Private Equity Is Trying to Sell Medical Residencies for Profit

The Centers for Medicare and Medicaid Services considers the move illegal. Not only does it hurt residents—it hurts patients.

The Center City, Philadelphia, campus of Hahnemann University Hospital, with $100 bills in the background.
The Center City, Philadelphia, campus of Hahnemann University Hospital.
Photo illustration by Slate. Photos by Mackenzie Marco on Unsplash and Pinoy916/Wikipedia.

Last month, Hahnemann University Hospital, an academic safety-net institution housed in Center City, Philadelphia, quietly shut its doors. Repurchased twice by private equity investors, first in 1998 and again in 2018, Hahnemann struggled to turn a profit for years in a city where its nonprofit rivals continued to grow.

Private equity’s growing influence in health care has made waves in both the media and academia in recent months, from its shadow lobbying against legislation that would end the practice of surprise billing to the way it has deprioritized patient care in favor of profit margins at acquired dialysis centers. In Hahnemann’s case, the rumor was that ownership hoped to convert the distressed hospital into lucrative high-rise condominiums.

When the news of the shutdown broke in June, 550 residents, facing careers in peril, began anxiously seeking out other hospitals that would give them homes to complete their education. Resident physicians make up the lifeblood of the U.S. health care system—we are the ones who ensure that no patient falls through the cracks. Yet, rather than help place these physicians-in-training at appropriate nearby health systems, Hahnemann turned a blind eye to its status as an academic medical center. Instead, it decided to auction all 550 residency positions to the highest bidder. The business model of private equity, long known for flipping businesses and their assets for a profit, has now turned to residency slots as a new way to increase returns.

Here is why this is so frustrating for prospective doctors: To practice medicine, trainees are required to complete a three- to seven-year residency at an accredited hospital program. (This is following four years of medical school.) Unlike the traditional labor market, medical students don’t choose where they work; they are assigned and locked into multiyear employment contracts with a single hospital via the Match, a standardized application process based on the 1962 Gale-Shapley algorithm, which is controlled by nonprofit teaching hospitals. Each year in mid-March, anticipation and anxiety permeate the air of medical school atriums as fourth-year medical students receive envelopes matching them to residency programs.

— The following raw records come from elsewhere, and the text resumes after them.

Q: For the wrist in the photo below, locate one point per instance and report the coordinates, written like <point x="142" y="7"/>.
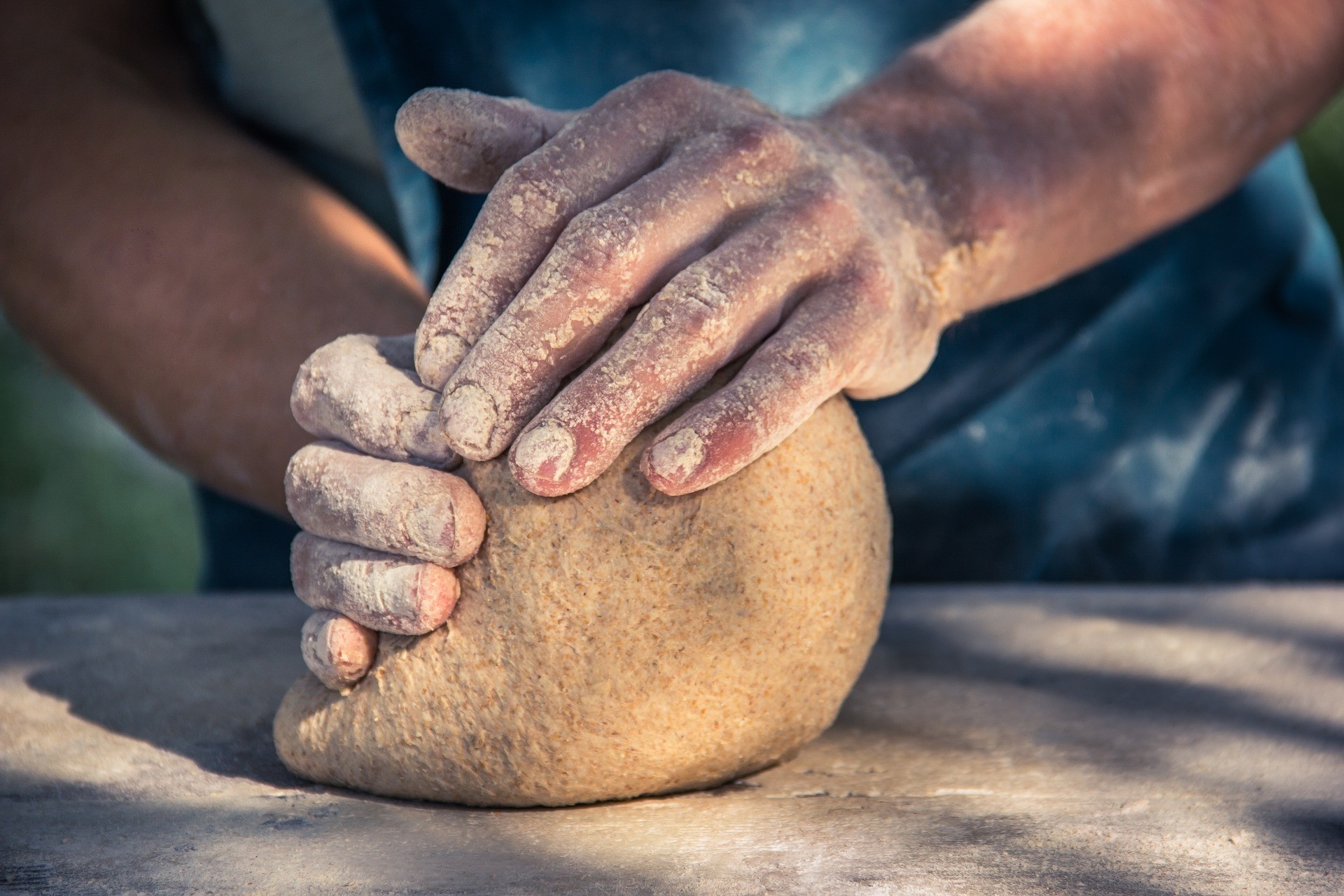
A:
<point x="945" y="179"/>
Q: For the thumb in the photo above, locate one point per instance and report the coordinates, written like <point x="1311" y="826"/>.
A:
<point x="467" y="139"/>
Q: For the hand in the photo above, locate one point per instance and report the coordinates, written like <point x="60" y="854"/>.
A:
<point x="734" y="229"/>
<point x="384" y="524"/>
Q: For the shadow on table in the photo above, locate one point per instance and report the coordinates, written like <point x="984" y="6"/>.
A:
<point x="209" y="696"/>
<point x="211" y="700"/>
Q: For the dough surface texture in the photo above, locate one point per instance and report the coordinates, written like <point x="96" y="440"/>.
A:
<point x="619" y="643"/>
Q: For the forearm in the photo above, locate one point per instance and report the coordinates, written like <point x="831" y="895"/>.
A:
<point x="172" y="267"/>
<point x="1053" y="134"/>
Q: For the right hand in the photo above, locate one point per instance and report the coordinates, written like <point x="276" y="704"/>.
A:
<point x="384" y="524"/>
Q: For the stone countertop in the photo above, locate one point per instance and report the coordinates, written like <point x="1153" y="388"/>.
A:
<point x="1002" y="741"/>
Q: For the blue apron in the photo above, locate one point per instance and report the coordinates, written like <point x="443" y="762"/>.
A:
<point x="1174" y="414"/>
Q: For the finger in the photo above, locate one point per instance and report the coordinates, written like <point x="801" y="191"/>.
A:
<point x="397" y="508"/>
<point x="381" y="592"/>
<point x="598" y="153"/>
<point x="356" y="391"/>
<point x="705" y="317"/>
<point x="467" y="140"/>
<point x="824" y="346"/>
<point x="337" y="650"/>
<point x="608" y="260"/>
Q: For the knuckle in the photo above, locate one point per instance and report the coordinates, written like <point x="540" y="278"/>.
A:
<point x="762" y="140"/>
<point x="600" y="239"/>
<point x="668" y="86"/>
<point x="533" y="192"/>
<point x="827" y="204"/>
<point x="701" y="307"/>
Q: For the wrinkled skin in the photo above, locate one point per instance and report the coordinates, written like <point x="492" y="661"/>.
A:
<point x="733" y="229"/>
<point x="1026" y="143"/>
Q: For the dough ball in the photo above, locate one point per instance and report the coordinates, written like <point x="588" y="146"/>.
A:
<point x="619" y="643"/>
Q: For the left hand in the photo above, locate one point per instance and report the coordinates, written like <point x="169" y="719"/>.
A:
<point x="737" y="230"/>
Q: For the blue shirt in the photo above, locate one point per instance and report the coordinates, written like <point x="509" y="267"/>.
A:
<point x="1174" y="414"/>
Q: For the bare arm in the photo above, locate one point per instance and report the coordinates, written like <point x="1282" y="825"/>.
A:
<point x="175" y="269"/>
<point x="1027" y="141"/>
<point x="1053" y="134"/>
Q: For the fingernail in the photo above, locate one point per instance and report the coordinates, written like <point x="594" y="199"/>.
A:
<point x="421" y="438"/>
<point x="545" y="451"/>
<point x="678" y="457"/>
<point x="433" y="527"/>
<point x="438" y="358"/>
<point x="468" y="416"/>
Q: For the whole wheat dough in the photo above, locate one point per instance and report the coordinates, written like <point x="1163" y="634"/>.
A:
<point x="619" y="643"/>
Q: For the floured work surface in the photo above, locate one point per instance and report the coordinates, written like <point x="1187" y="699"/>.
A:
<point x="1000" y="742"/>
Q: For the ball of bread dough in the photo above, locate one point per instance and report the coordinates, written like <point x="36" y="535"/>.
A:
<point x="619" y="641"/>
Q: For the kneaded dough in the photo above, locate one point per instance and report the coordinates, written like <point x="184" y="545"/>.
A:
<point x="619" y="643"/>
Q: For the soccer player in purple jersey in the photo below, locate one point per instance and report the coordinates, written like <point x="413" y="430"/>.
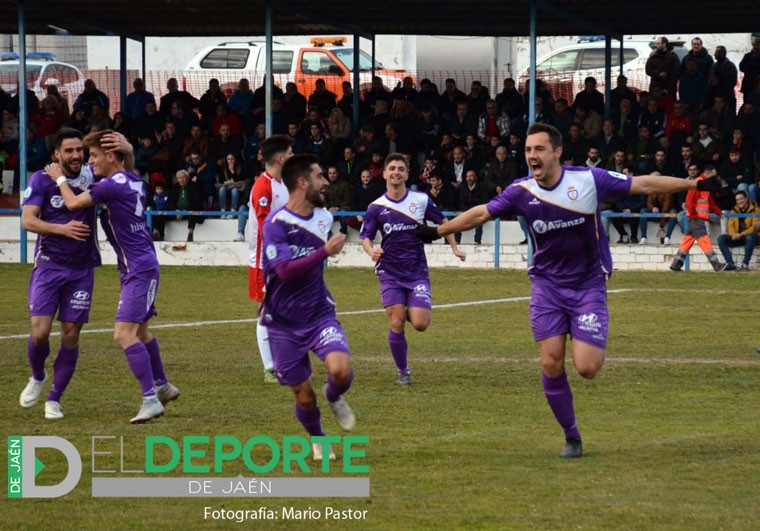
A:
<point x="400" y="262"/>
<point x="572" y="260"/>
<point x="298" y="309"/>
<point x="123" y="194"/>
<point x="62" y="278"/>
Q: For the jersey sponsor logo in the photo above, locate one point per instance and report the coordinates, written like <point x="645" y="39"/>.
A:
<point x="589" y="322"/>
<point x="395" y="227"/>
<point x="617" y="175"/>
<point x="271" y="252"/>
<point x="541" y="226"/>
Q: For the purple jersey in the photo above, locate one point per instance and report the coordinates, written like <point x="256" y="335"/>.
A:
<point x="403" y="255"/>
<point x="564" y="222"/>
<point x="288" y="236"/>
<point x="124" y="220"/>
<point x="53" y="251"/>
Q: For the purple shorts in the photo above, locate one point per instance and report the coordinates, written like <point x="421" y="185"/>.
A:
<point x="138" y="294"/>
<point x="290" y="348"/>
<point x="582" y="312"/>
<point x="411" y="293"/>
<point x="64" y="290"/>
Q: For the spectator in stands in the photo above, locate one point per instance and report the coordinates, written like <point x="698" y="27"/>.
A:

Student preferences for where they would like to work are taken into account, but ultimately, trainees are left with little bargaining power once they have been assigned positions. This allows teaching hospitals and the Accreditation Council for Graduate Medical Education to set both compensation and work conditions for residents as they deem fit. This dynamic, where everything is optimized in one sweeping scramble, also makes finding a new residency position after a hospital closes excruciatingly difficult.

The Centers for Medicare & Medicaid Services, or CMS, funds a fixed number of graduate medical education positions with $15 billion in taxpayer funds, paying $100,000 to a hospital per hired trainee. But a typical salary range for residents is around $50,000 to $65,000 (though each hospital will pay an additional $15,000 per resident in educational and malpractice spending). This means that not only are hospitals generating at least a 20 percent profit margin on this government funding, but the amount also excludes the market value of the medical services provided by those residents—which the hospitals still bill for—and the additional $168,000 to $218,000 in total operating cost savings for hospitals per employed resident. It’s no surprise, then, that hospitals are fervently bidding for Hahnemann’s coveted residency slots. A consortium of Northeast hospitals bid $55 million for the 550 positions. A bid of $60 million came in from a California health care firm shortly after.

CMS considers this sale illegal and argued that the auction could set a dangerous precedent, particularly for struggling hospitals, to use resident physician positions as valuable assets to be sold. In a statement, House Energy and Commerce Chairman Frank Pallone Jr. and Ways and Means Chairman Richard Neal said, “The approval of this $55 million sale sets a dangerous precedent and sends a signal to Wall Street that there is money to be made off the downfall of community hospitals.”

Residency positions should not be bought and sold like financial assets on Wall Street. They are simply the right for a specific hospital to receive Medicare funding.

Once the dust clears, 2,500 Hahnemann hospital staff will have lost their jobs, both depressing the Philadelphia economy and stressing neighboring health systems.

Although Hahnemann trainees are scrambling to find new positions in what has become the largest layoff of resident physicians in history, it is the patients of Philadelphia, who sought care at the safety-net hospital, who will fare the worst as they lose their doctors. Long-term patient-physician relationships will dissolve, sick patients receiving regular chemotherapy or dialysis will have their care plans thrown into jeopardy, and some residents of Philadelphia might be left without a place to go at all. If this sale is allowed to pass, those receiving care at safety-net hospitals around the country may also soon feel the plight of the patients in southeast Pennsylvania. A former classmate, now a surgical resident at a different Philadelphia hospital, reported a surge in trauma patient volume following Hahnemann’s closure—but without the staff on hand to manage it.